The board and staff of the Papua New Guinea Olympic Committee share shock, a deep sense of loss and sadness on his sudden passing.
Selfless, epitomising a humble dedicated volunteer serving at various times as an administrator, coach and referee in three sports he built up over a span of five decades since 1966; bodybuilding, powerlifting and weightlifting.
He was instrumental in establishing the National Federations of these three sports.
He was Honorary Life Member with the Papua New Guinea Weightlifting Federation; received three SP Sport Awards for Distinguished Services to Sport in 1992; Coach of the Year in 1993 and Technical Official of the year in 1997; awarded the Logohu Medal and the International Weightlifting Federation’s Distinguished Service Award of Merit Gold Star and National Honour Award Gold Medal.
Iwila competed as an athlete as part of Team PNG in the 1979 Suva South Pacific Games, the 1982 Commonwealth Games and the 1983 Apia South Pacific Games.
He also competed in numerous Masters powerlifting events where he reigned as champion in the Australian National & Pacific Challenge 60kg Masters Category for 14 years until his retirement in 1999.
He was proactive in all facets of powerlifting and weightlifting and his career is splashed with his role as an athlete, coach, referee and judge, trainer, tournament director, team manager and administrator.
He coached weightlifting and powerlifting teams to Oceania and Commonwealth Championships, Pacific Games and to the 2002 Commonwealth Games in Manchester, United Kingdom.
He was also an accomplished referee for powerlifting and weightlifting at the Pacific Games, Oceania and Commonwealth Championships.
“He went beyond our shores, helping establish the Oceania Powerlifting Federation and a founding member of the Oceania Weightlifting Federation,” said the PNGOC.
“With the sport of bodybuilding, Iwila started out as an athlete and went onto achieving accreditation as one of PNG’s first bodybuilding judge, officiating at various regional events, including the national championships and PNG Games.
“While a Grade 4 child student, Iwila was physically and brutally attacked, resulting in him losing his hearing which in a turn of good fortune, allowed him to get treatment in Australia, where he also attended Arthur Phillip High School in Parramatta, Australia.
“Most remember that he could only whisper when chatting.

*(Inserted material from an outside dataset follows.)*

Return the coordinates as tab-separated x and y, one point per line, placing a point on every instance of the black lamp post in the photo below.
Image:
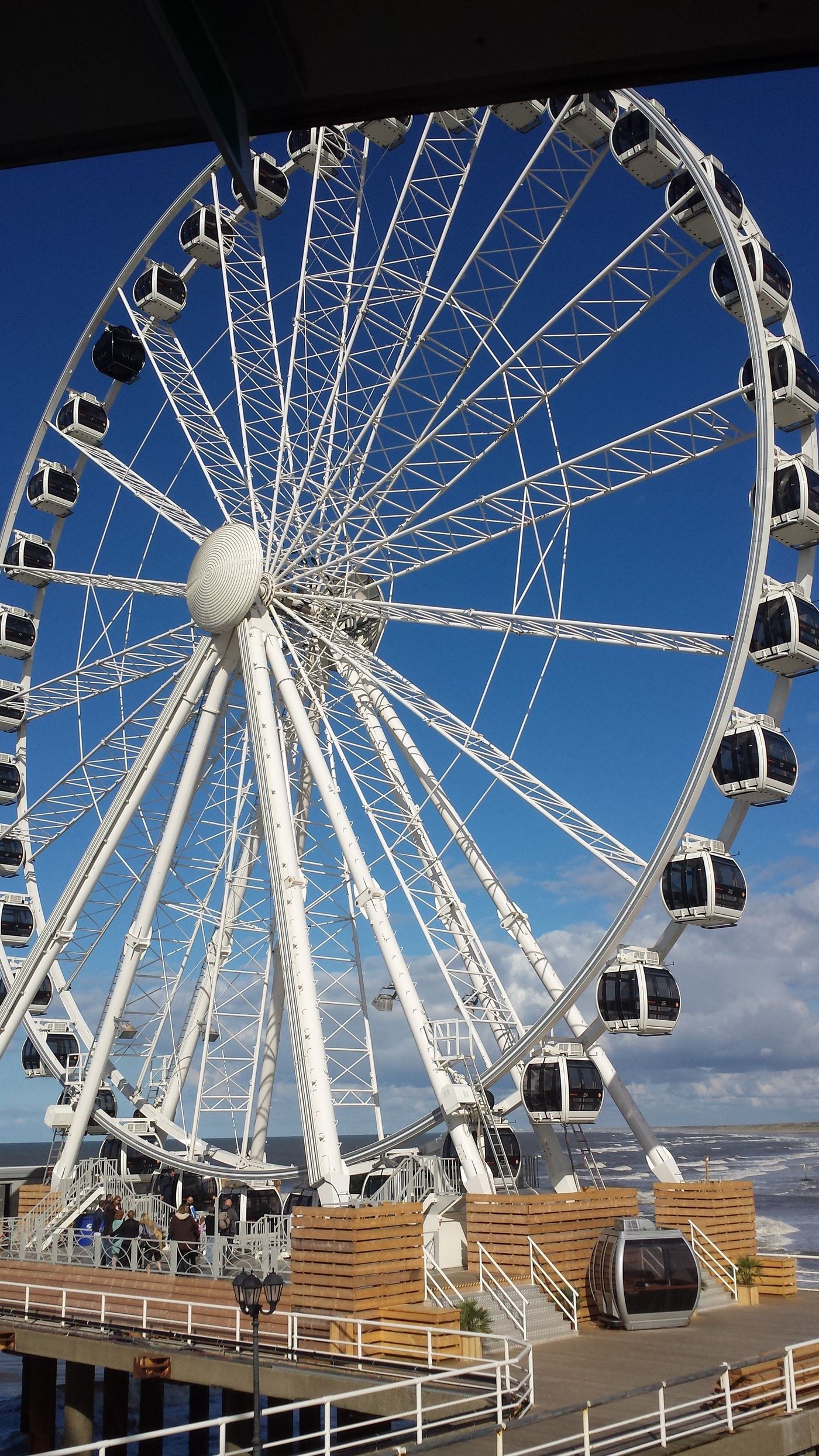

If he couldn’t say what he wanted to, he simply wrote it down.
“In hindsight, his life is testimony to the nation, to everyone, that he was, never was, despaired nor impeded by his hearing and speech challenges, but rather, one who rose above those and went on to lead a worthy life which we all celebrate now.
“Iwila was an employee of High Performance Sport PNG and Technical Adviser on the PNG Weightlifting Federation Executive at the time of his passing.
“PNG Olympic Committee describes Iwila’s passing as a tremendous loss to PNG sport and the nation. He was a great ambassador for Papua New Guinea. His pioneering and spirit of excellence advanced PNG’s success in the three sports he served.
“His accomplishments are a testament to the enduring passion, commitment and determination to excel and achieve as an athlete and official. His path blazed a trail for all those who wanted to push their limits and excel, inspiring champions and generations to come.
“The PNG Olympic Committee board, staff and national federations convey our heartfelt condolences to his family, the PNG Weightlifting and Powerlifting Federations; and High Performance Sport PNG. Godspeed Iwila Jacobs.”